Intensity of stromal changes predicts biochemical recurrence-free survival in prostatic carcinoma.

作者信息

Tomas Davor, Spajić Borislav, Milosević Milan, Demirović Alma, Marusić Zlatko, Kruslin Bozo

机构信息

Department of Pathology, Sestre milosrdnice University Hospital, Zagreb, Croatia.

出版信息

Scand J Urol Nephrol. 2010 Nov;44(5):284-90. doi: 10.3109/00365599.2010.485578. Epub 2010 May 12.

Abstract

OBJECTIVE

The reactive stroma of prostate cancer contains a mixture of myofibroblasts and fibroblasts, while fully differentiated smooth-muscle cells are very rare or absent. In experimental prostate cancer models, prostatic stromal cells promote angiogenesis and stimulate prostate tumorigenesis. The aim of this study is to analyse whether the intensity of stromal changes can predict survival in patients with prostatic carcinoma.

MATERIAL AND METHODS

Stromal reaction was quantified histochemically and imunohistochemically in 50 patients treated with radical prostatectomy for clinically localized prostate carcinoma and its relationship with established prognostic factors was assessed.

RESULTS

Kaplan-Meier analysis showed a significant association between the pattern of vimentin and desmin expression and the length of disease-free period; patients with a higher vimentin or lower desmin expression had a shorter disease-free period.
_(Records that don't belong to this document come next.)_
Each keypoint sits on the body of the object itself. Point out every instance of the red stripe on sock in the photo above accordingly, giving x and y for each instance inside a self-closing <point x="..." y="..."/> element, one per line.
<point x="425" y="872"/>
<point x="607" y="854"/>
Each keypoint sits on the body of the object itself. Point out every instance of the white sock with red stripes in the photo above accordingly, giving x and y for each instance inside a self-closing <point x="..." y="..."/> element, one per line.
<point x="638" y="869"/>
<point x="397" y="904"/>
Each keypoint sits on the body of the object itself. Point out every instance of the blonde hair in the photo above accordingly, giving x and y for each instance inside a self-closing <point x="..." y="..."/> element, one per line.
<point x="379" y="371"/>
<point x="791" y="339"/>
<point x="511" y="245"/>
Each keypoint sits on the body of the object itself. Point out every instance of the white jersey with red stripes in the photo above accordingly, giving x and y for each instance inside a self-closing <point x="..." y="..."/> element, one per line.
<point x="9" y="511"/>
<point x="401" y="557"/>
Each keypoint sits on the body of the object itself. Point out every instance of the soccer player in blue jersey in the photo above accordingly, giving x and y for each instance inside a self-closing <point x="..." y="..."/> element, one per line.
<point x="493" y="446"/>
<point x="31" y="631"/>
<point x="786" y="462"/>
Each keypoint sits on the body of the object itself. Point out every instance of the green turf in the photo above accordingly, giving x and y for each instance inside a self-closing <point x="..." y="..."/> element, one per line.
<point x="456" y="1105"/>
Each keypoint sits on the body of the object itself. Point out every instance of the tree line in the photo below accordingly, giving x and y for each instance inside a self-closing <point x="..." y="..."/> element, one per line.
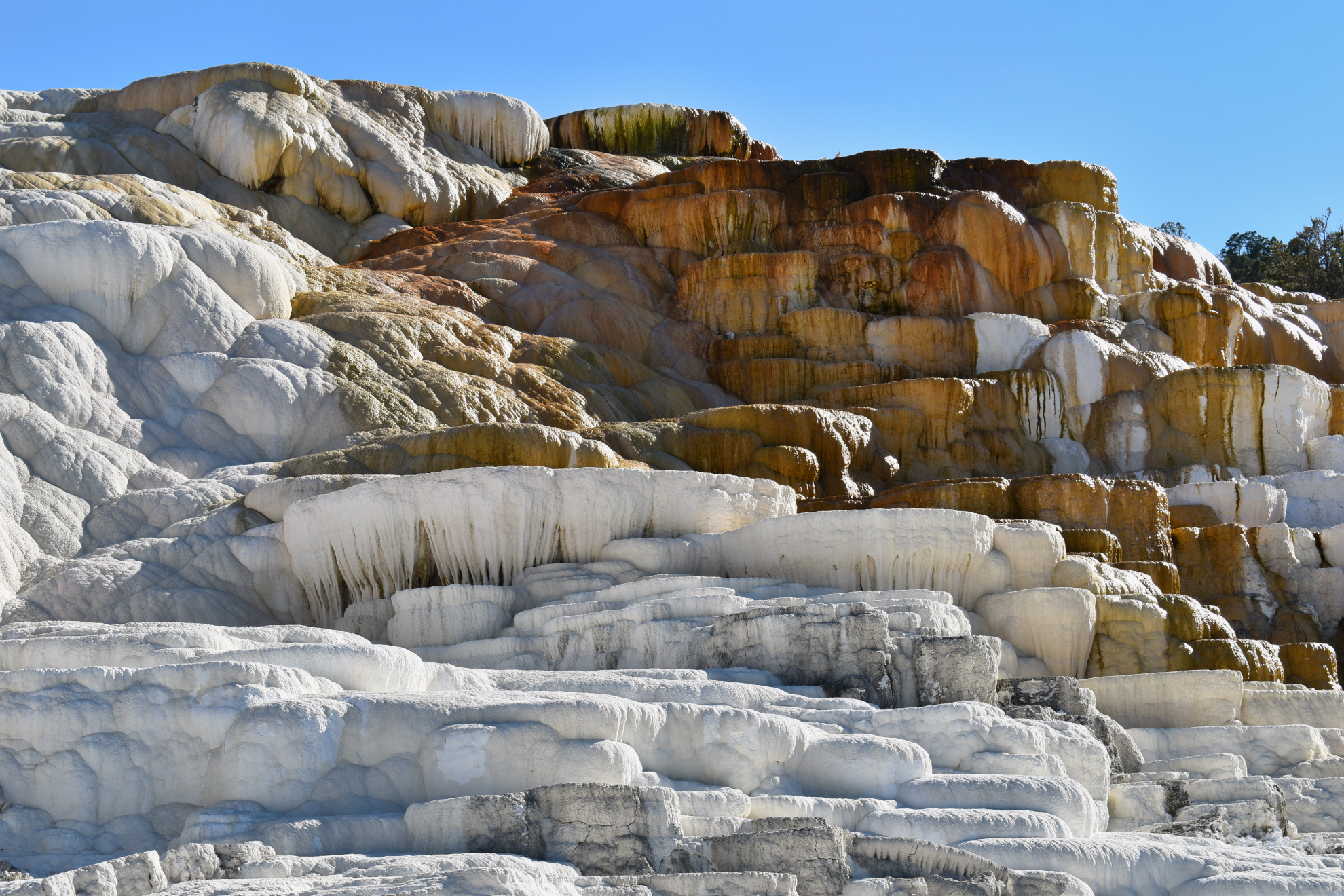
<point x="1312" y="261"/>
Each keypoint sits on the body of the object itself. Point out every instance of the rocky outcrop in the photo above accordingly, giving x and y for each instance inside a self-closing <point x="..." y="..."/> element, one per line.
<point x="400" y="491"/>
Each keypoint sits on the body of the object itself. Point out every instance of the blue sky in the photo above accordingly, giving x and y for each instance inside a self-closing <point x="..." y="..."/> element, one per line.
<point x="1225" y="116"/>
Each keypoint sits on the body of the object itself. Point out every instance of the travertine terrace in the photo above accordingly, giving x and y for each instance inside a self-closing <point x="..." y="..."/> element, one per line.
<point x="401" y="493"/>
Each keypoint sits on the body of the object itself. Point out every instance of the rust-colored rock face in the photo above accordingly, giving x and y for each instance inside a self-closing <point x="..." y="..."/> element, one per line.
<point x="673" y="506"/>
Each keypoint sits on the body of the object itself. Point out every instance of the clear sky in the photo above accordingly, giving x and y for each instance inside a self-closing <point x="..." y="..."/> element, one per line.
<point x="1223" y="116"/>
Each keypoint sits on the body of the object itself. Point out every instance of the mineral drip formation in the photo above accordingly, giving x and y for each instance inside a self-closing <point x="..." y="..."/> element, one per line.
<point x="403" y="492"/>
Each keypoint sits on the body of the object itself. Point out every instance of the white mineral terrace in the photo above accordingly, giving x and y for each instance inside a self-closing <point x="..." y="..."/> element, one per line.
<point x="715" y="527"/>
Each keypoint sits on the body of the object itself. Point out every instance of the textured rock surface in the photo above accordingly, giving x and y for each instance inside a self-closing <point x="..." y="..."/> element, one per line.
<point x="403" y="492"/>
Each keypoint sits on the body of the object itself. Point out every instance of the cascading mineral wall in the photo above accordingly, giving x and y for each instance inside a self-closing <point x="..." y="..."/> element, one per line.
<point x="398" y="485"/>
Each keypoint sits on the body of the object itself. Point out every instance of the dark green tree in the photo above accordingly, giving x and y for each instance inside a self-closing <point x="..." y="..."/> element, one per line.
<point x="1312" y="261"/>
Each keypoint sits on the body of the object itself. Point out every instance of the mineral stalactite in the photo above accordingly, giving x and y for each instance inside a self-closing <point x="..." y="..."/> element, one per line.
<point x="403" y="492"/>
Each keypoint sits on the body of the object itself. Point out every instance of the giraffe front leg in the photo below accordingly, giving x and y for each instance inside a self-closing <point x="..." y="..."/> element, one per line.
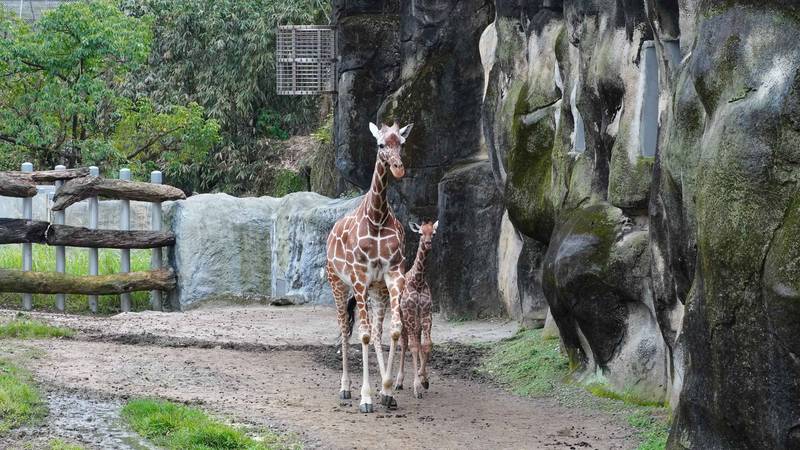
<point x="395" y="281"/>
<point x="360" y="289"/>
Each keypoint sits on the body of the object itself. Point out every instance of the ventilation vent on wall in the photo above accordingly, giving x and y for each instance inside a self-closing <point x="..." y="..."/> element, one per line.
<point x="306" y="59"/>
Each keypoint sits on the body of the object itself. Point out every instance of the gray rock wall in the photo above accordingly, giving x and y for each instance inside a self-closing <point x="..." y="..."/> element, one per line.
<point x="231" y="249"/>
<point x="646" y="172"/>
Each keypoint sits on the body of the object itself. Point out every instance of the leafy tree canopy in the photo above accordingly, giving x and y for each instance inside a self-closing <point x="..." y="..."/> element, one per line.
<point x="64" y="96"/>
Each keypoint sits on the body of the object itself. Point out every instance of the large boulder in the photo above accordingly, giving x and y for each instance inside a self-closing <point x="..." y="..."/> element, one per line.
<point x="463" y="275"/>
<point x="742" y="386"/>
<point x="595" y="273"/>
<point x="368" y="37"/>
<point x="299" y="253"/>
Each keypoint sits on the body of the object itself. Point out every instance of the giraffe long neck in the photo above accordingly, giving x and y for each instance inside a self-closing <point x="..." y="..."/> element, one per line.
<point x="376" y="204"/>
<point x="418" y="269"/>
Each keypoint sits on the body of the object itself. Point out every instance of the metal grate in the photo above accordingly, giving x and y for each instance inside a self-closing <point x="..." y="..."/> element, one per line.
<point x="306" y="59"/>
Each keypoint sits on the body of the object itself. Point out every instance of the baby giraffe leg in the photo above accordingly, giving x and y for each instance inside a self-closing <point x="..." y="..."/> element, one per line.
<point x="398" y="383"/>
On multivariate analysis only vimentin expression (odds ratio 4.06, 95% confidence interval 1.01-16.26, p = 0.049) was a significant predictor of biochemical recurrence. In patients with identical Gleason pattern and Gleason score the level of vimentin expression could identify patients with a higher risk of disease recurrence.

CONCLUSIONS

Intensity of stromal changes could serve as an independent prognostic factor in the assessment of biochemical recurrence-free survival. Among prostate cancer patients with an identical Gleason score, it could identify patients with a higher risk of biochemical recurrence. Thus, stromal changes and their intensity could serve as a novel marker for the recognition of patients with an increased risk of disease recurrence.

摘要

目的

前列腺癌的反应性基质包含肌成纤维细胞和成纤维细胞的混合物,而完全分化的平滑肌细胞非常罕见或不存在。在实验性前列腺癌模型中,前列腺基质细胞促进血管生成并刺激前列腺肿瘤发生。本研究的目的是分析基质变化的强度是否可以预测前列腺癌患者的生存情况。

材料与方法

对50例因临床局限性前列腺癌接受根治性前列腺切除术的患者进行组织化学和免疫组织化学定量分析基质反应,并评估其与既定预后因素的关系。

结果

Kaplan-Meier分析显示波形蛋白和结蛋白表达模式与无病生存期之间存在显著关联;波形蛋白表达较高或结蛋白表达较低的患者无病生存期较短。多因素分析显示,只有波形蛋白表达(优势比4.06,95%置信区间1.01 - 16.26,p = 0.049)是生化复发的显著预测因子。在Gleason模式和Gleason评分相同的患者中,波形蛋白表达水平可以识别疾病复发风险较高的患者。

结论

基质变化强度可作为评估无生化复发生存期的独立预后因素。在Gleason评分相同的前列腺癌患者中,它可以识别生化复发风险较高的患者。因此,基质变化及其强度可作为识别疾病复发风险增加患者的新标志物。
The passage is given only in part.